Our beliefs feed our trust in heroic leadership: “Leaders have the answers.” “High risk requires high control.” When we believe this, we give away power. We wait for our leaders to act, assuming they know what they’re doing. But we’re caught in a terrible illusion. When problems are complex, there are no simple answers; no one person, no matter how brilliant, can make things better.
Submitting to heroic leadership may be effective in the moment; it may even feel good. But it assumes that someone is in control. In our turbulent world, things that we have no control over—that no one has control over—can change our lives forever. Today’s highly complex systems have emerged over time through thousands of small, local actions, and they cannot be untangled even by the boldest visions of our most heroic leaders.
If we want to find solutions to our most challenging problems, we need to transform our ideas about effective leadership. We need to walk out of our reliance on the leader-as-hero and invite in the leader-as-host. Leaders who act as hosts are welcoming, caring and respectful of the people with whom they work, just as if they were guests in these leaders’ homes.

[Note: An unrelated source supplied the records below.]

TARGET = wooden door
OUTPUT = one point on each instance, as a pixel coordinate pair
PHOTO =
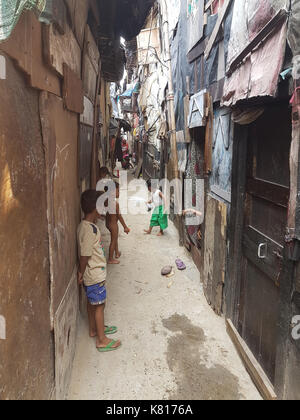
(265, 216)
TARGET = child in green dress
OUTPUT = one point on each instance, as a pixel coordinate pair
(159, 218)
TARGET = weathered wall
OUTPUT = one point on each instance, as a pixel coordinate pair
(27, 362)
(215, 253)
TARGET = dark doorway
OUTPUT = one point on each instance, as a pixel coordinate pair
(263, 236)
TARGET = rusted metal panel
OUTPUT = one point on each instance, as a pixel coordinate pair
(220, 181)
(85, 151)
(87, 117)
(249, 78)
(72, 91)
(60, 49)
(25, 46)
(91, 48)
(89, 77)
(78, 12)
(215, 252)
(197, 116)
(195, 25)
(65, 329)
(27, 366)
(60, 136)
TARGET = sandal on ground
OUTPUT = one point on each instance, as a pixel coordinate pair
(180, 265)
(110, 330)
(109, 347)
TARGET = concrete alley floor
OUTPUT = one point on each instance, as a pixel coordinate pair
(174, 346)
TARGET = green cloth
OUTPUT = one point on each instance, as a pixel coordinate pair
(11, 10)
(159, 218)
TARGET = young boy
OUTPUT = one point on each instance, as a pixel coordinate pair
(159, 218)
(92, 272)
(104, 173)
(112, 224)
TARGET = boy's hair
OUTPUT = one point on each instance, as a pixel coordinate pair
(104, 171)
(89, 201)
(149, 184)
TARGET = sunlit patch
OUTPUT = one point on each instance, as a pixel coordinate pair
(7, 199)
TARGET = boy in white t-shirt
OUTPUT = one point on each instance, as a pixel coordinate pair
(92, 271)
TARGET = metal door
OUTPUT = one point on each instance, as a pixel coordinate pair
(265, 215)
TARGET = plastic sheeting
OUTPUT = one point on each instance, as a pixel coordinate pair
(181, 69)
(259, 73)
(294, 28)
(11, 10)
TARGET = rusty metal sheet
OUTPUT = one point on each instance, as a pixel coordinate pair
(215, 253)
(87, 117)
(258, 73)
(85, 151)
(78, 12)
(72, 91)
(60, 49)
(60, 137)
(26, 47)
(195, 18)
(65, 329)
(89, 77)
(91, 48)
(197, 115)
(24, 277)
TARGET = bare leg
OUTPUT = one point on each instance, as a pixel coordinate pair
(92, 323)
(102, 340)
(149, 231)
(117, 252)
(113, 246)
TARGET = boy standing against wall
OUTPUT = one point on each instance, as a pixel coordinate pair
(92, 272)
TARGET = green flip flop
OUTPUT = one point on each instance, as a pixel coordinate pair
(109, 347)
(110, 330)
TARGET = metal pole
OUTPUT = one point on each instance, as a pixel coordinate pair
(170, 97)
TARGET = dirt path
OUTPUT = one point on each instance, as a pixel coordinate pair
(174, 346)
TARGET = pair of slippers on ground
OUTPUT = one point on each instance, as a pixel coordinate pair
(168, 269)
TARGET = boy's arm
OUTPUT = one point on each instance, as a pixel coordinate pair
(121, 220)
(83, 262)
(163, 198)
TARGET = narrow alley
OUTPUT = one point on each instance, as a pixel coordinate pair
(174, 346)
(197, 102)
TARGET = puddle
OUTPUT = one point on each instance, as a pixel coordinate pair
(194, 380)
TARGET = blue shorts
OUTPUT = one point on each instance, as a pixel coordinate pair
(96, 294)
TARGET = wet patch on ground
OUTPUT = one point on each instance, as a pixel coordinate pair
(185, 357)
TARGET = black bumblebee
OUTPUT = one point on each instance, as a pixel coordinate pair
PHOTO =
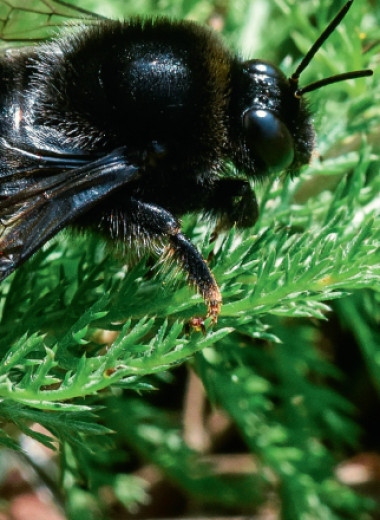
(125, 126)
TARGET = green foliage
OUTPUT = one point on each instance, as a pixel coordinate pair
(314, 250)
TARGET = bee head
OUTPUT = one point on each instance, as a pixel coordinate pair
(275, 131)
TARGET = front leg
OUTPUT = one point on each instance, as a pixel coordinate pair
(156, 222)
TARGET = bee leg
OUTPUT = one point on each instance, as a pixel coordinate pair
(234, 202)
(158, 222)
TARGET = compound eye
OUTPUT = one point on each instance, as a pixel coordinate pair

So much becomes possible when leaders rely on other people’s creativity and commitment. These leaders bear witness to people’s capacity to engage in work, to collaborate well and to stay engaged long enough to discover solutions. Leaders learn to trust everyone has gifts to offer and that most people want to work on behalf of something greater than themselves. In some cases, these leaders serve as mirrors, so people can see their skills and potential, which may have been buried under years of disregard.
Over time, as conversational processes become the normal way of meeting, communities discover they have new skills. They can examine problems in depth, make use of each other’s diverse insights and create robust solutions. Leaders, and those they happily host, take on large-scale, intractable problems and find themselves to be capable of solving them. Maybe this is why the art of hosting as an operating system for change is spreading like freeware through organizations and communities all over the world.
This is an adapted excerpt from Walk Out Walk On: A Learning Journey into Communities Daring to Live the Future Now (Berrett-Koehler) by Margaret Wheatley.